Belum puas rindu itu terobati karena ada batasan-batasan yang tidak boleh dilanggar. Ibrahim segera pergi melanjutkan perjalanannya untuk mengabarkan kebenaran dan memberi peringatan pada kaumnya. Beberapa tahun kemudian barulah Ibrahim bisa berkumpul kembali  bersama keluarganya di dekat Baitullah Mekah.
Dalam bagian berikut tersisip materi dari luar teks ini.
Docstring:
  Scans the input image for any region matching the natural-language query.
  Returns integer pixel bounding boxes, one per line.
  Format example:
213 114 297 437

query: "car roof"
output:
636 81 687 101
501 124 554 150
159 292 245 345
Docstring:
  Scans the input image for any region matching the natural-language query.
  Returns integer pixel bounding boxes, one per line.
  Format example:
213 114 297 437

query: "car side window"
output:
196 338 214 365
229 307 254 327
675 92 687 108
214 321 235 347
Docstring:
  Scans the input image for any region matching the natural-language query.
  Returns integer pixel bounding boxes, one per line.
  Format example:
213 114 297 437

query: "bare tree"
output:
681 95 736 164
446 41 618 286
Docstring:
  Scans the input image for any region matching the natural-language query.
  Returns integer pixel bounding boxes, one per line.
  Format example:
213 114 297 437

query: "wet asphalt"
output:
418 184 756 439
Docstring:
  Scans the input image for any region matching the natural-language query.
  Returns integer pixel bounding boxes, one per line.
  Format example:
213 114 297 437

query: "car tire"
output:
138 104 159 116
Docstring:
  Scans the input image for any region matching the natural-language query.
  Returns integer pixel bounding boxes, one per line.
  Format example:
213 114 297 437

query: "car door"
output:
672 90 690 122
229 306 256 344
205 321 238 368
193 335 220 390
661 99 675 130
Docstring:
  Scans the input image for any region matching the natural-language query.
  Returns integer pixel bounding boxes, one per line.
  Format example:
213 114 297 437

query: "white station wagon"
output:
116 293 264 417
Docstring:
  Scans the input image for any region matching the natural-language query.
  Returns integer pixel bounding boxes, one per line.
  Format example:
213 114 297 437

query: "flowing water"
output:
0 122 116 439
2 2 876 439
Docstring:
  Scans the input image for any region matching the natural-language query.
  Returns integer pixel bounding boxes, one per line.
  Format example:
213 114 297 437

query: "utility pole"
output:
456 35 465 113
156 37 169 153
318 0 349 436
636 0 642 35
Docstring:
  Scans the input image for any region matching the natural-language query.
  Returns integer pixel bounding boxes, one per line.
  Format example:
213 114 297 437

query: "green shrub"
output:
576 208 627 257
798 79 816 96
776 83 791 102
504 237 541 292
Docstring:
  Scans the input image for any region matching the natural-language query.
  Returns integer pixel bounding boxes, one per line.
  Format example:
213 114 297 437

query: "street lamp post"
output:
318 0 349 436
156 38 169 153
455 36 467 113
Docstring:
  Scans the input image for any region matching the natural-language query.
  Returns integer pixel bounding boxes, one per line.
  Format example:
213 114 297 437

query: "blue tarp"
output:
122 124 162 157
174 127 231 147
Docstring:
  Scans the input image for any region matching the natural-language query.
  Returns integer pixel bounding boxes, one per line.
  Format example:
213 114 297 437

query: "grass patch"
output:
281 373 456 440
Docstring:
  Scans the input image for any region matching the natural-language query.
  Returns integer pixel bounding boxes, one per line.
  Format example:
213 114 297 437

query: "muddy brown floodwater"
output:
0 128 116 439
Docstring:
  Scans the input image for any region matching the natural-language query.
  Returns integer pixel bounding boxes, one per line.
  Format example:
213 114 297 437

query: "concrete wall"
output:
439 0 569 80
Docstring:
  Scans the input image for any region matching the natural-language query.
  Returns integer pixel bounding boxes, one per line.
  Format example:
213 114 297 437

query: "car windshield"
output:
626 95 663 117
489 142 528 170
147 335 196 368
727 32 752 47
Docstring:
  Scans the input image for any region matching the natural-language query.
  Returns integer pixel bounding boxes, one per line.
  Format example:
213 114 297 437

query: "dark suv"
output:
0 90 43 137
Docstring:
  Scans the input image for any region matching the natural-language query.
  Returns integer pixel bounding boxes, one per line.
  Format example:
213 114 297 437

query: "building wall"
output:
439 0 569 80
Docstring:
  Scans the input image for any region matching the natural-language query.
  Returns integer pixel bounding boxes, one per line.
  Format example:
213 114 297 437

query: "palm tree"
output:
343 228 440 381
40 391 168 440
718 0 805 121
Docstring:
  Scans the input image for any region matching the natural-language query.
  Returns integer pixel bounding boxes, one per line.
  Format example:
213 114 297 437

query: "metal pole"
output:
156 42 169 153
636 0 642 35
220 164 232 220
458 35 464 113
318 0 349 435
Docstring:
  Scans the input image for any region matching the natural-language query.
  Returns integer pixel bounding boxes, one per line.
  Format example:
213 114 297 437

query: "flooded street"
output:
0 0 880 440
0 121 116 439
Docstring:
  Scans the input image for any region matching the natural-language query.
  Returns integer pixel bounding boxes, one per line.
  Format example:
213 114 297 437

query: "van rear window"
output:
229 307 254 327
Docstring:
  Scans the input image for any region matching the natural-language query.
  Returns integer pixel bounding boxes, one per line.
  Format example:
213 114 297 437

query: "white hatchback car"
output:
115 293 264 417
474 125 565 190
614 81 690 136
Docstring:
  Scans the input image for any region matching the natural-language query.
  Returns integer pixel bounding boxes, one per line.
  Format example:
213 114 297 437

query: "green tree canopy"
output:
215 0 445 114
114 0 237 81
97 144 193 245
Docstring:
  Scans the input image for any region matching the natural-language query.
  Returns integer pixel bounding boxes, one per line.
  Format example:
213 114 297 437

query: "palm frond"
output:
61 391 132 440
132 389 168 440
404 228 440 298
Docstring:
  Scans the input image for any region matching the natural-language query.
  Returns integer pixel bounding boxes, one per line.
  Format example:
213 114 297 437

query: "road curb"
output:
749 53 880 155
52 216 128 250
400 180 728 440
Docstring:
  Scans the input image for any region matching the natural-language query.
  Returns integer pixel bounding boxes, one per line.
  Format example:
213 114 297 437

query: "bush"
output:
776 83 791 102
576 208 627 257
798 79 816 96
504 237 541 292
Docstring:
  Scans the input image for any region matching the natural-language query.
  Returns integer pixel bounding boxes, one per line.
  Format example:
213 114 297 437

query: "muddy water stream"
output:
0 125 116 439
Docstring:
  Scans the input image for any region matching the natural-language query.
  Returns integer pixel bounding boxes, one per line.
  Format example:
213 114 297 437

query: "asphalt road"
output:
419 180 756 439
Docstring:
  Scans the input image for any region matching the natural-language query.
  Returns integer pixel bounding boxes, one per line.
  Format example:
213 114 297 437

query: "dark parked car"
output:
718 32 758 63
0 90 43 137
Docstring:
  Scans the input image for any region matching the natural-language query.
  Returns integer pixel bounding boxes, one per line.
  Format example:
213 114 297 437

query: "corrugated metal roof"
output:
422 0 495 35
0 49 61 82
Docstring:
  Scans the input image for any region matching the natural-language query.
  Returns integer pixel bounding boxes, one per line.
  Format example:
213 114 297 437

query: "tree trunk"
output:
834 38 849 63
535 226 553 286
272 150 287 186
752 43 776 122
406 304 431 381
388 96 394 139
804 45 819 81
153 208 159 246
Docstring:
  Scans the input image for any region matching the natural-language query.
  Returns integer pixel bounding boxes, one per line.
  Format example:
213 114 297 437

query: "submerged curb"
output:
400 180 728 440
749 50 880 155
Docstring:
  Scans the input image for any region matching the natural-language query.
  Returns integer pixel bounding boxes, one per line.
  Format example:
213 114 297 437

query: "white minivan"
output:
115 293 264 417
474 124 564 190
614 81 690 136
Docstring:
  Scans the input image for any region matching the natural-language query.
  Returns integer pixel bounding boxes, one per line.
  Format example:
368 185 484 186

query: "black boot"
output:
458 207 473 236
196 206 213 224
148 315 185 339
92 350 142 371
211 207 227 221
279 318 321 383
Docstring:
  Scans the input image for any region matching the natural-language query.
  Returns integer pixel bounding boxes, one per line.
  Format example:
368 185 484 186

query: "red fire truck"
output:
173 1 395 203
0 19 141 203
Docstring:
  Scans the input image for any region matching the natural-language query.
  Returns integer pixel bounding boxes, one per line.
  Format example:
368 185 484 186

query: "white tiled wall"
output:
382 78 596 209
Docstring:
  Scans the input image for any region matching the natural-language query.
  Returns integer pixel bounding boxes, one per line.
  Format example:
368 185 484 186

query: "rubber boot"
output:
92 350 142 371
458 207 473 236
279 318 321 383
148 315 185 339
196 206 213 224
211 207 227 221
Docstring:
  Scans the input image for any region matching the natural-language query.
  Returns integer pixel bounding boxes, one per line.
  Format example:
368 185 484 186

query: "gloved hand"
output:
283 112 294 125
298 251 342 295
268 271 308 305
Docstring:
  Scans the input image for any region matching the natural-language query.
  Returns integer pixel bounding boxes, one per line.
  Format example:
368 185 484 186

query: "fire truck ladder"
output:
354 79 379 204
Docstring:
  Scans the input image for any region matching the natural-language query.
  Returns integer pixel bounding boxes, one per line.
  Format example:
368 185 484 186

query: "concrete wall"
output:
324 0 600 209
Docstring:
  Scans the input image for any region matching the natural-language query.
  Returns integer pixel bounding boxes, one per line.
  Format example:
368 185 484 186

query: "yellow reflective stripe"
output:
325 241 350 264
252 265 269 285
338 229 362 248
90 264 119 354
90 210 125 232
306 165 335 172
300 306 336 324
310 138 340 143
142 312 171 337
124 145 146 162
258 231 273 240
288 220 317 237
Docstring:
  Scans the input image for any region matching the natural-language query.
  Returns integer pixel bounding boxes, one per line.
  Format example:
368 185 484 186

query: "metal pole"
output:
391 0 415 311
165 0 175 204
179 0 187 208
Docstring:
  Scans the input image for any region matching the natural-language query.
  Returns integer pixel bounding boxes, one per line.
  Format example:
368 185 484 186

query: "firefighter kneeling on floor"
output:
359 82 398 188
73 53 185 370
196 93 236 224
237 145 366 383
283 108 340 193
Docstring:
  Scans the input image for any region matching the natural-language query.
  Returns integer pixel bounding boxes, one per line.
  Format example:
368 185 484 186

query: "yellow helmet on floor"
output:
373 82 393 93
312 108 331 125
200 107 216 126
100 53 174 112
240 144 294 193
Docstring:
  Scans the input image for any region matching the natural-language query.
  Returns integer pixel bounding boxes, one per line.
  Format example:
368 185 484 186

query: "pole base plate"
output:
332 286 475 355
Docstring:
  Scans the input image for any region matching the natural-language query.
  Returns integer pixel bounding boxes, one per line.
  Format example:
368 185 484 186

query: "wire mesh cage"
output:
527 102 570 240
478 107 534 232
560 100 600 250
Ujian dan cobaan belumlah usai diterima oleh Ibrahim dan Hajar. Ketika sang anak menjelang dewasa bermimpilah Ibrahim menyembelih anaknya. Dia begitu terkejut dan ragu-ragu apakah itu perintah dari Tuhannya. Bagaimana mungkin dia akan membunuh anaknya sendiri yang telah lama dinanti-nanti hingga tumbuh dewasa.
Lama dia merenungkan mimpi itu hingga datang lagi mimpinya tiga kali berturut-turut. Ibrahim segera menyadari akan kebenaran mimpinya. Tapi dia tidak serta merta memaksakan perintah itu pada anaknya. Dengan bijak lelaki penyayang dan berhati lembut itu memanggil anaknya.
"Wahai Ismail, sesungguhnya aku telah bermimpi untuk menyembelihmu. Bagaimana pendapatmu tentang mimpiku itu, anakku?"
"Ayah, aku yakin mimpi itu benar. Maka kerjakanlah perintah itu. Semoga aku termasuk orang-orang yang sabar dan berserah diri."
Lega perasaan dan hati Ibrahim mendengar jawaban dari anaknya meskipun masih ada sedikit rasa berat menggelayut di hatinya. Dan tumpahlah air mata dari lelaki agung ini saat membawa Ismail menuju tempat penyembelihannya. Dia harus merelakan sesuatu yang selama itu sangat diharapkan dan dicintainya.
Demikianlah Sang Khalilullah ... ketaatan dan cintanya yang begitu tinggi pada Tuhannya dapat mengalahkan segalanya. Tidak ada lagi tempat untuk bergantung. Tidak ada lagi tempat untuk berserah diri kecuali pada Alloh, Tuhan pemilik seluruh alam ini.
Solo.14.08.2019
*) Cerpen ini diadaptasi dari kisah nabi agung Ibrahim Alaihissalam.